There have been Jews in Ireland since at least 1079, when the Annals of Innisfallen records the arrival of five, probably merchants from Rouen, on the island. As recently as the late 1940s there were over 5,000 Jews living in Ireland, but that number has dropped steadily since then and the Jewish population is now slightly more than a 1,000. Yet Ireland’s Jews have been, for the most part, a welcome part of their communities, successful in business and, above all, in politics; Jews have served repeatedly as Lord Mayors of Dublin and Cork.
Given the “good news-bad news” nature of Jewish-Irish history, it should come as no surprise that “Shalom Ireland,” a 2004 documentary on that community that will be screened on Tuesday, Nov. 13, is at once both lighthearted and depressing. Of course, both the Jews and the Irish have a tradition of laughing through their tears, so it figures. As the film notes, there has been plenty of cause for both laughter and lament.

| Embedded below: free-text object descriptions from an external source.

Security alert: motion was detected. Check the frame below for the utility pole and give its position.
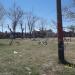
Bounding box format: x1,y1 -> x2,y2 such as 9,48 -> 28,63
57,0 -> 65,64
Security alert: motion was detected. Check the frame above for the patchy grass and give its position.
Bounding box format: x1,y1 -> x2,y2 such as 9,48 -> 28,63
0,38 -> 75,75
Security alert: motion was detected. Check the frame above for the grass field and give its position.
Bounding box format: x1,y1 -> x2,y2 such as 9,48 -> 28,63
0,38 -> 75,75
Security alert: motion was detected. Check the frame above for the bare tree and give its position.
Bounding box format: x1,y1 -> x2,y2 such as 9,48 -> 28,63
0,3 -> 6,32
63,0 -> 75,21
0,3 -> 5,21
8,5 -> 24,39
20,20 -> 24,39
27,13 -> 38,38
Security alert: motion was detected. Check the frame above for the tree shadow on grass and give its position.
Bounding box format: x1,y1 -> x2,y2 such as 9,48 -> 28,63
0,43 -> 9,46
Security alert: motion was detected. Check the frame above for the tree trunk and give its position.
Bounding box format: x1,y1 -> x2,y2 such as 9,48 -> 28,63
57,0 -> 65,63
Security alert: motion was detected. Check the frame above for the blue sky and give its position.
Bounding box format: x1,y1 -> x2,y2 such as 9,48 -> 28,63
0,0 -> 71,30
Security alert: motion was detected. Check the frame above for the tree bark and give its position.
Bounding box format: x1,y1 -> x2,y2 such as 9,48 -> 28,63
57,0 -> 65,63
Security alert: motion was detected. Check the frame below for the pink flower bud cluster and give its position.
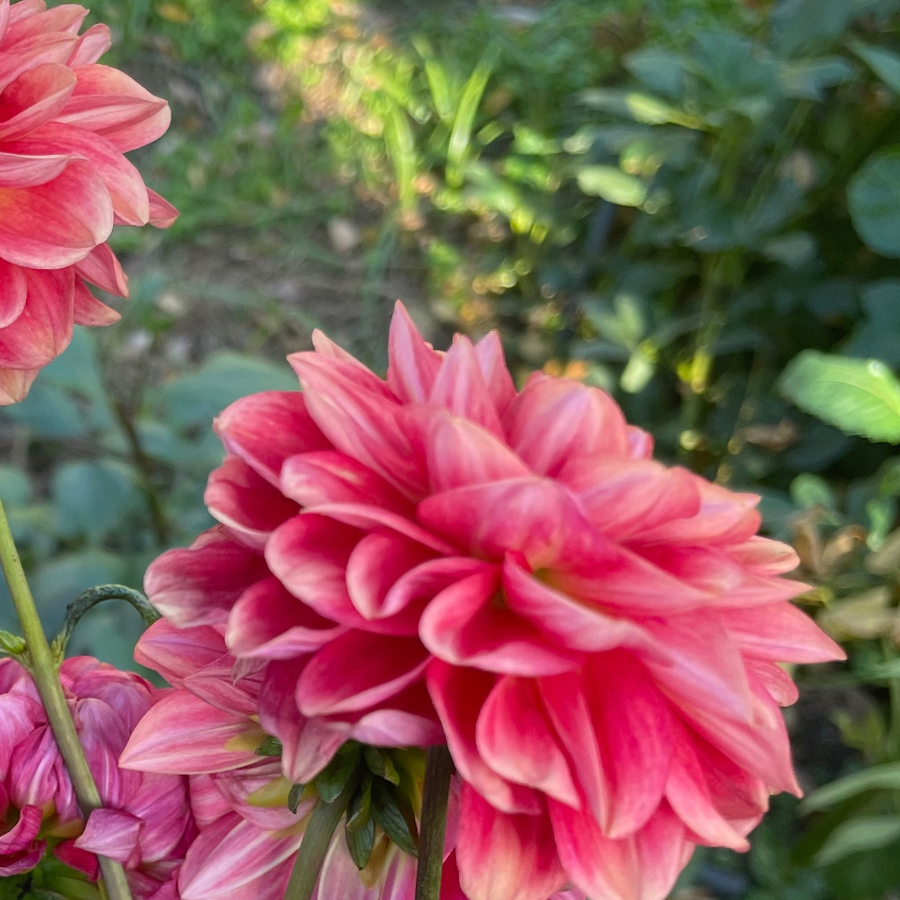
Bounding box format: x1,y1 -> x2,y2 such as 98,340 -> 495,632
0,0 -> 177,405
0,657 -> 195,900
126,306 -> 842,900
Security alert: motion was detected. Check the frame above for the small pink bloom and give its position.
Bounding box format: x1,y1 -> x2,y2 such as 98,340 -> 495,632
142,306 -> 842,900
0,0 -> 177,405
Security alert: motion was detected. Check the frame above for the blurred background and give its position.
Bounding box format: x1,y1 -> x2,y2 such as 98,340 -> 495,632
0,0 -> 900,900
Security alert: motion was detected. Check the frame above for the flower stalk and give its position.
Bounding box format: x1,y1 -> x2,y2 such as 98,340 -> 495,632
416,745 -> 453,900
0,501 -> 131,900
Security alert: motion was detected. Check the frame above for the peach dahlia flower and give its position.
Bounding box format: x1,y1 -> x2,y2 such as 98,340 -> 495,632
0,0 -> 177,405
146,306 -> 842,900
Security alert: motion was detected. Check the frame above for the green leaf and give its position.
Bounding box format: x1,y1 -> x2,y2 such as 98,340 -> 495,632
847,146 -> 900,257
850,41 -> 900,94
575,166 -> 647,206
780,350 -> 900,444
800,763 -> 900,813
815,816 -> 900,866
372,778 -> 419,856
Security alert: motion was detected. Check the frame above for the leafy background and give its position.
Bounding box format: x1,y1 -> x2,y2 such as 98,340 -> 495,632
0,0 -> 900,900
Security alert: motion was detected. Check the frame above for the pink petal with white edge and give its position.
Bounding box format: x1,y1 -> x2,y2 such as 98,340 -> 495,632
0,266 -> 75,369
419,567 -> 580,676
203,456 -> 298,552
281,450 -> 411,514
297,631 -> 428,716
72,278 -> 122,328
56,64 -> 172,153
119,689 -> 265,775
456,784 -> 568,900
475,676 -> 581,807
503,373 -> 628,478
0,159 -> 113,269
475,331 -> 516,417
387,300 -> 442,403
719,603 -> 846,663
426,411 -> 530,493
144,529 -> 269,626
426,660 -> 543,815
178,814 -> 302,900
549,800 -> 693,900
583,651 -> 674,838
428,334 -> 503,440
225,578 -> 344,659
213,391 -> 331,487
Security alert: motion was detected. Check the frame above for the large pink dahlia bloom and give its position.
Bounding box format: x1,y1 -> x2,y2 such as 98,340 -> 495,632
146,306 -> 842,900
0,0 -> 177,405
0,656 -> 195,900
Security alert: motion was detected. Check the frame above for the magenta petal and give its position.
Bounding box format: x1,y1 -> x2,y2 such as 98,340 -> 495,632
213,391 -> 331,487
426,660 -> 542,814
225,578 -> 343,659
456,784 -> 567,900
475,676 -> 581,807
297,631 -> 428,716
387,300 -> 441,403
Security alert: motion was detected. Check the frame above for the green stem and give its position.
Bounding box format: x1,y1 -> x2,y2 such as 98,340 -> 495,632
416,746 -> 453,900
50,584 -> 161,660
0,502 -> 131,900
284,778 -> 357,900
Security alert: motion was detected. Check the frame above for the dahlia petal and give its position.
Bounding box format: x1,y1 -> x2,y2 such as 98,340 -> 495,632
503,373 -> 628,478
119,690 -> 264,775
0,159 -> 113,269
387,300 -> 441,403
0,266 -> 75,369
56,63 -> 172,153
426,413 -> 529,492
203,456 -> 298,551
178,813 -> 302,900
72,278 -> 122,327
475,676 -> 581,807
347,531 -> 434,633
719,603 -> 846,663
290,352 -> 425,496
281,450 -> 409,513
419,566 -> 579,676
475,331 -> 516,416
456,784 -> 567,900
297,631 -> 428,716
428,334 -> 503,439
225,578 -> 343,659
213,391 -> 331,487
66,23 -> 112,68
266,513 -> 362,625
585,651 -> 673,838
0,63 -> 76,140
0,259 -> 28,328
0,153 -> 69,188
549,800 -> 692,900
560,457 -> 700,541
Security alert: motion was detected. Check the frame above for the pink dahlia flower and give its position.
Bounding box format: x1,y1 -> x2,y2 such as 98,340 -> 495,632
0,656 -> 195,900
0,0 -> 177,405
146,306 -> 843,900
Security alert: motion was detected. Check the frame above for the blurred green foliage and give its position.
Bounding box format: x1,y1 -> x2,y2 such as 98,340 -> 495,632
8,0 -> 900,900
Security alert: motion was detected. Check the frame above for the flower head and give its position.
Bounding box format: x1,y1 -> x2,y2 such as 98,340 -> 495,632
0,0 -> 177,405
0,657 -> 194,900
146,306 -> 842,900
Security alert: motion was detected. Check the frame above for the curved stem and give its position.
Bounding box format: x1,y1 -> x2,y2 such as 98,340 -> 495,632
50,584 -> 162,660
284,778 -> 358,900
0,501 -> 131,900
416,746 -> 453,900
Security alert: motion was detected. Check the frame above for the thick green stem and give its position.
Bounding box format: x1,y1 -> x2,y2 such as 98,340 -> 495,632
0,502 -> 131,900
284,778 -> 358,900
416,746 -> 453,900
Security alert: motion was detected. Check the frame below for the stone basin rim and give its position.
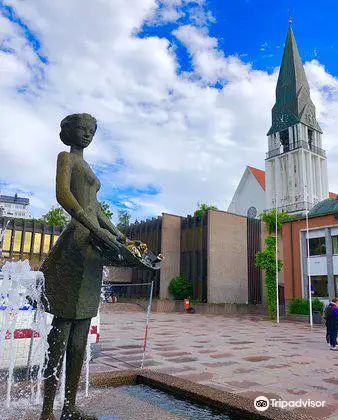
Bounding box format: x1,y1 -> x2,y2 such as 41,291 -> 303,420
90,369 -> 318,420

The fine Jewish-Irish novelist David Marcus famously asked, “Are there Jews in Dublin?” Valerie Lapin Ganley, the director of “Shalom Ireland,” would answer in a hearty affirmative, but the Dublin Jewish community has been withering for some time, a phenomenon that the film attributes largely to the ongoing emigration to Liverpool, London and America. At the end of the film, she records the deconsecration of the Adelaide Road Synagogue, a fine old building with a dying congregation.
But Ganley’s interviewees are a sprightly lot with an infectious blend of Irish charm and Jewish wit and, despite its ultimately sad conclusion, “Shalom Ireland” is good fun. It is aided immeasurably by a delightful soundtrack that mixes Irish and Jewish music adroitly.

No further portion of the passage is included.